Coping in aftermath of a terrorist attack

Sandrine Murray
VJN News

When Martin Magnan tried in vain to save Cpl. Nathan Cirillo after he had been shot at the National War Memorial in Ottawa on Oct. 22, 2014, he was terrified.

“I don’t know why I ran over there, but I know it was the right thing to do,” Magnan told VJN.

Magnan and five others — Margaret Lerhe, Cpl. Kyle Button, Col. Conrad Mialkowsky, Cpl. Anthony Wiseman and Barbara Winters — faced uncertainty and unknown risk to run to Cirillo’s aid while other bystanders ran away. 

The six who were awarded the St. John Ambulance Service gold medal for their bravery were all strangers before the attack. Today, Magnan says, they share a special bond because they had the same experience.

“Some of us have adapted; others are still having challenges.” Magnan said.

“You know, they’re great people.”

Magnan never saw himself as a victim of the terrorist attack until his daughter pointed out that in a way, circumstance had made him one.

It took him time to recover. Almost two years later, Magnan can say he’s fine but he is not the same person he was before. The National War Memorial is now embedded in his family’s story. While the attack has made him a better man, it took time for him to find his smile again.

Today, things are a little different. He is a little more cautious, and a little more serious. On the other hand, he looks forward to things more, and tries to spread love on a daily basis.

“I try to smile a lot more,” he said. “I realize now that everything could be taken away in a flash.”

Cirillo’s life was taken away in an instant and his killer, Michael Zehaf Bibeau, was gunned down as he stormed Parliament Hill on the day the nation’s capital came to a sudden and unexpected halt.

Frederick John Packer, a law professor and director of the Humans Rights Research and Education Centre at the University of Ottawa, said people often come forward courageously in times of risk.

During the terrorist attack, some of Packer’s colleagues panicked. One in particular, upon learning the shooter had stormed Parliament Hill, worried for her son who was part of the security service.

“She was just so shaken by something so extraordinary,” Packer said. It was outside the scope of risk she could imagine.

The most powerful human emotion is fear — something the six people who tried to save Cirillo felt in the aftermath of the terrorist attack.

“The people who would have been immediately there and assisted him, they would have been thinking, ‘What kind of a crazy world were they in?’” Packer said.

Magnan said that there was a risk for him in choosing to grant interviews with media following the terrorist attack.

“I could see that under stress or under shock you may not be thinking all that correctly,” he said.

In the aftermath of a terrorist attack, the effects are far-reaching. Some people can cope with what they saw, heard, and experienced while others have a more difficult time. 

Assistance from counsellors was immediate for Magnan and other witnesses when they were brought to the Ottawa police station.

Instead of letting victims cope alone and find help on their own, the Ottawa police victim crisis unit reached out to see how witnesses to the terrorist attack were doing.

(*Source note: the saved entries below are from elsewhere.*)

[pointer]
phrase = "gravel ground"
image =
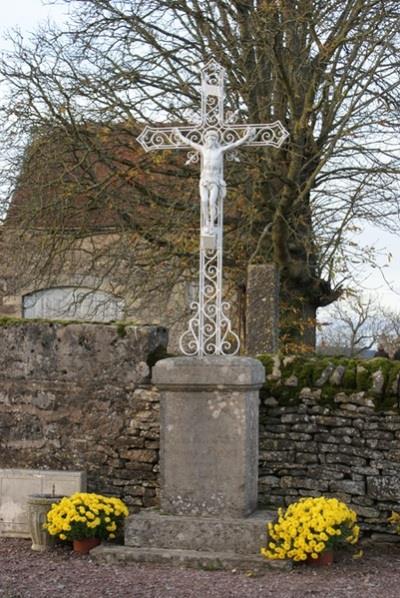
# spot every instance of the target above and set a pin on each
(61, 573)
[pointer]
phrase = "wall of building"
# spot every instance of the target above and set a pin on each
(78, 397)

“It’s worth its weight in gold,” Magnan said.

As recommended to him, Magnan had sessions with a psychologist, which helped.

When people recognized him and offered their words of encouragement, Magnan was both humbled and grateful. But what really got him through the rough times was the support from his friends and family, he said.

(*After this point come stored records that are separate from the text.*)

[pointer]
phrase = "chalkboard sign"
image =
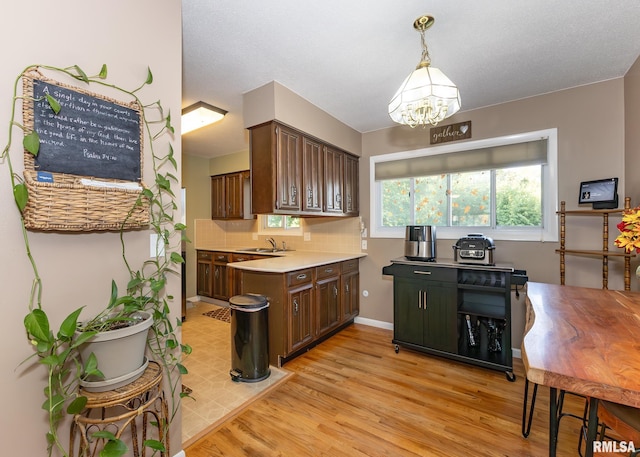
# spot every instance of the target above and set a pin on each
(90, 136)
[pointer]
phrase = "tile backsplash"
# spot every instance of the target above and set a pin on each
(325, 234)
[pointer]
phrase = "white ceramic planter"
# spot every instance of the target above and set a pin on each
(120, 354)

The response to a terrorist attack runs far deeper than first responders, intelligence and armed forces, Packer said.

In the march 22 Brussels attack, those injured and killed weren’t the only victims. Packer says he doesn’t know if anything is being done to help those left behind or those who witnessed the attacks.  

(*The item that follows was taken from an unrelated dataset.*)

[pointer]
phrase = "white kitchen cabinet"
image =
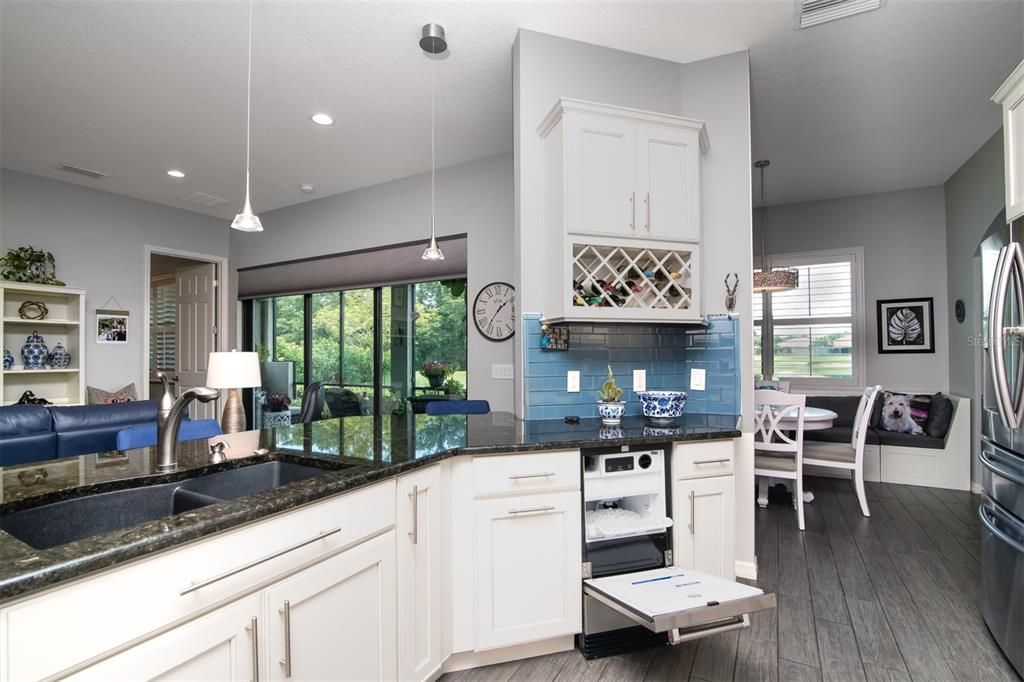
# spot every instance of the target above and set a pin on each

The survivor guilt, people asking why others died but they survived is a common reaction that needs to be dealt with, Packer said.

Therefore, community care for social and mental health issues of all those affected is significant. This outpouring of support is important, but first is understanding that everyone has an individual disposition.

Being there for each other and having the right resources in place are necessary following a terrorist attack and a message shared by Magnan.

In many ways, the event changed Magnan’s life.

“But you fix it up, and you keep going,” he said.